Here is a simple Python module:

// hello_ext.cc
#include <boost/python.hpp>

char const* greet()
{
  auto* res = new char[100];
  std::strcpy(res, "Hello, world!");
  delete [] res;
  return res;
}

BOOST_PYTHON_MODULE(hello_ext)
{
  using namespace boost::python;
  def("greet", greet);
}

here is the Makefile I used, made for MacPorts:

// Makefile
CXX = clang++-mp-4.0
CXXFLAGS = -g -std=c++14 -fsanitize=address -fno-omit-frame-pointer
CPPFLAGS = -isystem/opt/local/include $$($(PYTHON_CONFIG) --includes)
LDFLAGS = -L/opt/local/lib
PYTHON = python3.5
PYTHON_CONFIG = python3.5-config
LIBS = -lboost_python3-mt $$($(PYTHON_CONFIG) --ldflags)

all: hello_ext.so

hello_ext.so: hello_ext.cc
        $(CXX) $(CPPFLAGS) $(CXXFLAGS) $(LDFLAGS) -shared -o $@ $< $(LIBS)

check: all
        $(ENV) $(PYTHON) -c 'import hello_ext; print(hello_ext.greet())'

clean:
        -rm -f hello_ext.so

Without asan, everything works well (well, too well actually...). But with ASAN, I hit LD_PRELOAD like issues:

$ make check
python -c 'import hello_ext; print(hello_ext.greet())'
==19013==ERROR: Interceptors are not working. This may be because AddressSanitizer is loaded too late (e.g. via dlopen). Please launch the executable with:
DYLD_INSERT_LIBRARIES=/opt/local/libexec/llvm-4.0/lib/clang/4.0.1/lib/darwin/libclang_rt.asan_osx_dynamic.dylib
"interceptors not installed" && 0make: *** [check] Abort trap: 6

Okay, let's do that: define DYLD_INSERT_LIBRARIES

$ DYLD_INSERT_LIBRARIES=/opt/local/libexec/llvm-4.0/lib/clang/4.0.1/lib/darwin/libclang_rt.asan_osx_dynamic.dylib \
  python -c 'import hello_ext; print(hello_ext.greet())'
==19023==ERROR: Interceptors are not working.
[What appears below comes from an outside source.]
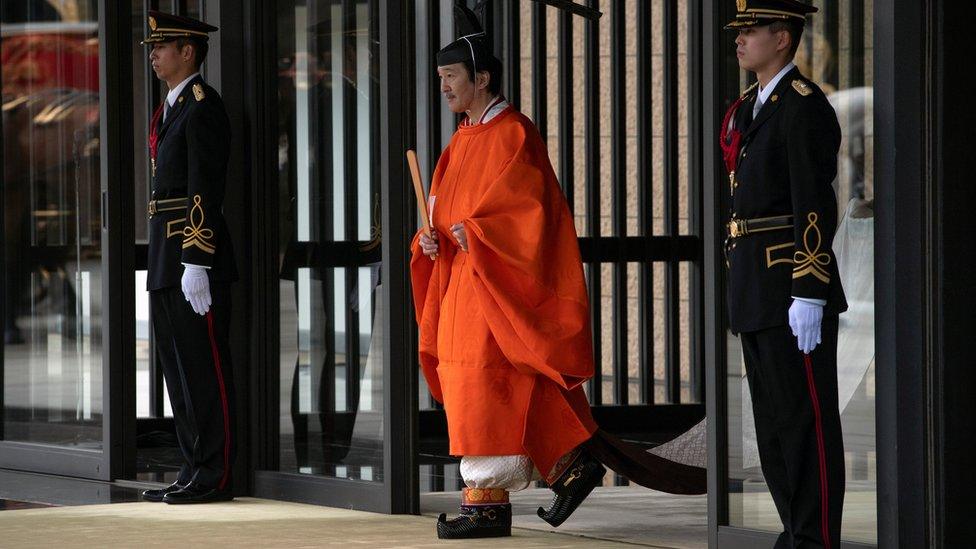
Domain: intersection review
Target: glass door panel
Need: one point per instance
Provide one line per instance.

This may be because AddressSanitizer is loaded too late (e.g. via dlopen). Please launch the executable with:
DYLD_INSERT_LIBRARIES=/opt/local/libexec/llvm-4.0/lib/clang/4.0.1/lib/darwin/libclang_rt.asan_osx_dynamic.dylib
"interceptors not installed" && 0zsh: abort      DYLD_INSERT_LIBRARIES= python -c 'import hello_ext; print(hello_ext.greet())'

Let's be suspicious about SIP, so I have disabled SIP here, and let's resolve the symlinks:

$ DYLD_INSERT_LIBRARIES=/opt/local/libexec/llvm-4.0/lib/clang/4.0.1/lib/darwin/libclang_rt.asan_osx_dynamic.dylib \
  /opt/local/Library/Frameworks/Python.framework/Versions/3.5/bin/python3.5 -c 'import hello_ext; print(hello_ext.greet())'
==19026==ERROR: Interceptors are not working. This may be because AddressSanitizer is loaded too late (e.g. via dlopen). Please launch the executable with:
DYLD_INSERT_LIBRARIES=/opt/local/libexec/llvm-4.0/lib/clang/4.0.1/lib/darwin/libclang_rt.asan_osx_dynamic.dylib
"interceptors not installed" && 0zsh: abort      DYLD_INSERT_LIBRARIES=  -c 'import hello_ext; print(hello_ext.greet())'

What's the right way to do that? I have also tried to load libasan with ctypes.PyDLL, and even with sys.setdlopenflags(os.RTLD_NOW | os.RTLD_GLOBAL) I can't get this to work.

Answer 1

So, I finally managed to get this to work:

$ libasan=/opt/local/libexec/llvm-4.0/lib/clang/4.0.1/lib/darwin/libclang_rt.asan_osx_dynamic.dylib
$ python=/opt/local/Library/Frameworks/Python.framework/Versions/3.5/Resources/Python.app/Contents/MacOS/Python
$ DYLD_INSERT_LIBRARIES=$libasan $python -c 'import hello_ext; print(hello_ext.greet())'
=================================================================
==70859==ERROR: AddressSanitizer: heap-use-after-free on address 0x60b000002770 at pc 0x000108c2ef60 bp 0x7ffee6fe8c20 sp 0x7ffee6fe83c8
READ of size 2 at 0x60b000002770 thread T0
    #0 0x108c2ef5f in wrap_strlen (libclang_rt.asan_osx_dynamic.dylib:x86_64h+0x14f5f)
    #1 0x109a8d939 in PyUnicode_FromString (Python:x86_64+0x58939)
[...]

What changed? Nothing in the compilation chain, just the invocation.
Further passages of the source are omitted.